Symptoms that pets have worms:

  • Diarrhea
  • Blood in stool
  • Weight loss
  • Dry skin/coat
  • Vomiting (absence or presence of worms)
  • Lethargy

However, some worm infestations can cause few or no symptoms; in fact some larvae can be dormant in a pet's body and activated only in times of stress or when the immune system is low.

Roundworms - Generally, puppies and kittens are born with larvae in their tissues. They are normally transmitted during the gestation period through the mother's tissues or during the lactations period through the infected mother's milk. The eggs generally migrate in the small intestine for the remainder of their lives, although some adult worms will migrate to the lungs and are either coughed up or swallowed to relive the cycle. Symptoms to look for in our young pets are distended abdomens (pot-belly) and poor growth. The adult worms can be seen in vomit or soft stool. Roundworms can infest adult dogs and cats, too. Without treatment of a roundworm infestation, a fatal intestinal blockage can arise.     

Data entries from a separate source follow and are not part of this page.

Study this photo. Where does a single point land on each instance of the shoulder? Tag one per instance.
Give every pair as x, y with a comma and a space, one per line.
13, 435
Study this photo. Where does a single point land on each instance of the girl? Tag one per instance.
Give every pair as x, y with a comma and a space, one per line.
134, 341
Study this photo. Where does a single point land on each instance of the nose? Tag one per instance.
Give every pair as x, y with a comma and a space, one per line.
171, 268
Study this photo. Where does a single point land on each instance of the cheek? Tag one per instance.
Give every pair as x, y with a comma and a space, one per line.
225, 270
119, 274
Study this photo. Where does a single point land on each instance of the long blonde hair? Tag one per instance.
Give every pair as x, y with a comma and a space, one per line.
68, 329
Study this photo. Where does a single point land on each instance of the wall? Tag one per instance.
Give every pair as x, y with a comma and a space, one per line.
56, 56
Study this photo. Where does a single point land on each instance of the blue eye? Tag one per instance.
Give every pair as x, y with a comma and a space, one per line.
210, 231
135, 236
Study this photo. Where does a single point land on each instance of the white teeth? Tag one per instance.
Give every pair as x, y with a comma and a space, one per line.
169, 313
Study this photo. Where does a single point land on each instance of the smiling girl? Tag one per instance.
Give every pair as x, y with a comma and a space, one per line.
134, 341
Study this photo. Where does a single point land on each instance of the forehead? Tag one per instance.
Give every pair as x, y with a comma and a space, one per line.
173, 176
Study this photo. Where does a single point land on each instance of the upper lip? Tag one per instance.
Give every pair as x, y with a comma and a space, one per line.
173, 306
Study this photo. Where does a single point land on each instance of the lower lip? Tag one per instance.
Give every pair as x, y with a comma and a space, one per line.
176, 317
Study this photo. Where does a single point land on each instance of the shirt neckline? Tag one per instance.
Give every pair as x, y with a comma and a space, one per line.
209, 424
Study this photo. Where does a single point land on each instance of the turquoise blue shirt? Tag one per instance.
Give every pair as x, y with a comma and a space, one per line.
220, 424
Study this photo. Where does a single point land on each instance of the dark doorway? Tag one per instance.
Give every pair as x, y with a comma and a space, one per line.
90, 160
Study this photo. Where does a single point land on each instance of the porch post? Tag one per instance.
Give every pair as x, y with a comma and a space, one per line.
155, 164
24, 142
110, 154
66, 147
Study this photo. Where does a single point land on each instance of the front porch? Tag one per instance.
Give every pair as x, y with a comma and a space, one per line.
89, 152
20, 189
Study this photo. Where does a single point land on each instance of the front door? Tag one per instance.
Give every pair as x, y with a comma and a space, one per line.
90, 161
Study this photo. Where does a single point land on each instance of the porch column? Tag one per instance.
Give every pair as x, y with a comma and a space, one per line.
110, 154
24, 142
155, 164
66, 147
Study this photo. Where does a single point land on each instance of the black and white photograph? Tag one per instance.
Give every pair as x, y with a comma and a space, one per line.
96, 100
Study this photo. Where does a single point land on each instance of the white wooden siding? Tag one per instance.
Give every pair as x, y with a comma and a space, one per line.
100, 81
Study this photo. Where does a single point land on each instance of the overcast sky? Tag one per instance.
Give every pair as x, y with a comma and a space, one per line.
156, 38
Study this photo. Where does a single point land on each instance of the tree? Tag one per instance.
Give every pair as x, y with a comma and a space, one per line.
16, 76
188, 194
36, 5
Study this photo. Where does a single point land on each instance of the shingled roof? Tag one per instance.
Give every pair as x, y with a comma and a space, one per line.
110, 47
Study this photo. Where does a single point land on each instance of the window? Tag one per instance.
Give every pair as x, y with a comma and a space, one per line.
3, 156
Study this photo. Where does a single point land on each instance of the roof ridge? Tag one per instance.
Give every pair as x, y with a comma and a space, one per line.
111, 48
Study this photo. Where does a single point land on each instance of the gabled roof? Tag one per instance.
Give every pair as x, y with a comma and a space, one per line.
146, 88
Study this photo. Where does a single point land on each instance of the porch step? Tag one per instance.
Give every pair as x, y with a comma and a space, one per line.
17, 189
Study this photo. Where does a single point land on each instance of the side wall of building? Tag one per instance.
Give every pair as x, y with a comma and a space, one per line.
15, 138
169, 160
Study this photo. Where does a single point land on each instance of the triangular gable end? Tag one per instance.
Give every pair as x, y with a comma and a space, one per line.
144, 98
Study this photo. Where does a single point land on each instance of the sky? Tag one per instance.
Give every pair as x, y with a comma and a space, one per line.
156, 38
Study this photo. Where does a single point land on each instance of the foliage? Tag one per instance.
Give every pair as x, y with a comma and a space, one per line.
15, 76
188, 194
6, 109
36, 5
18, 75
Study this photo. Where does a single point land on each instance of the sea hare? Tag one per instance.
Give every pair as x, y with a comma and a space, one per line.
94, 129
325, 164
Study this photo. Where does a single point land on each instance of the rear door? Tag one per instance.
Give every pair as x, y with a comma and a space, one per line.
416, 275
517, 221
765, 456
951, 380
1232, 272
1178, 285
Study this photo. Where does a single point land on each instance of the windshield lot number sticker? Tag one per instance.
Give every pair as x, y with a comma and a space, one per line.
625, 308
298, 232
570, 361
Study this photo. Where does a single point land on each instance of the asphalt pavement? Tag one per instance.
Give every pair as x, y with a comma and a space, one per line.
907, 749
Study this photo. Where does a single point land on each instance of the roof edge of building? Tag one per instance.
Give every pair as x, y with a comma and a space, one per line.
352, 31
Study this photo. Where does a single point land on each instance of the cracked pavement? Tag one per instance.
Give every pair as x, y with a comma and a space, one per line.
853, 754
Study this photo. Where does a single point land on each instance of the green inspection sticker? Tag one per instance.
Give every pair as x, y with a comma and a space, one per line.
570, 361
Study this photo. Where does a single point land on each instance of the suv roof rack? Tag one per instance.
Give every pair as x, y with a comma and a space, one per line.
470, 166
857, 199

Whipworms - More often seen in dogs than cats. Adult whipworms shed fewer eggs which makes it very hard for a veterinarian to diagnose. That being said, your veterinarian may need to repeat several stool samples before seeing any presence of whipworms. Dogs that live in unsanitary places, where whipworms are present such as kennels, or present themselves with diarrhea, mucus in the stool and considerable weight loss, the veterinarian may prescribe a whipworm medication based upon circumstantial evidence.  

Hookworms - Like Whipworms, Hookworms are generally seen in dogs than in cats. They are small in size, thin and attach themselves to the wall of the small intestine. Dogs contract hookworms during gestation, lactation or from direct contact with the larvae in contaminated soil.  A large infestation of hookworms can cause severe anemia and lead to death. Older dogs presenting with lethargy, chronic weight loss, soft stool or blood in the bowel movements can relate to a chronic hookworm infestation. A diagnosis can be made by examining the feces for larvae under a microscope.

Tapeworms - Tapeworms are transmitted to dogs and cats by ingesting fleas. Owners who see rice like grains in their pets stool, without having fed rice to your animals the night before should come directly to their veterinary clinic to have their stool analyzed. You may also notice little segments attached to your pet's fur around the anus or under the tail. Tapeworms must be treated with veterinary care.

If your pet has any or multiple symptoms or have seen something odd in your pet's stool, please call your veterinarian at your earliest convenience.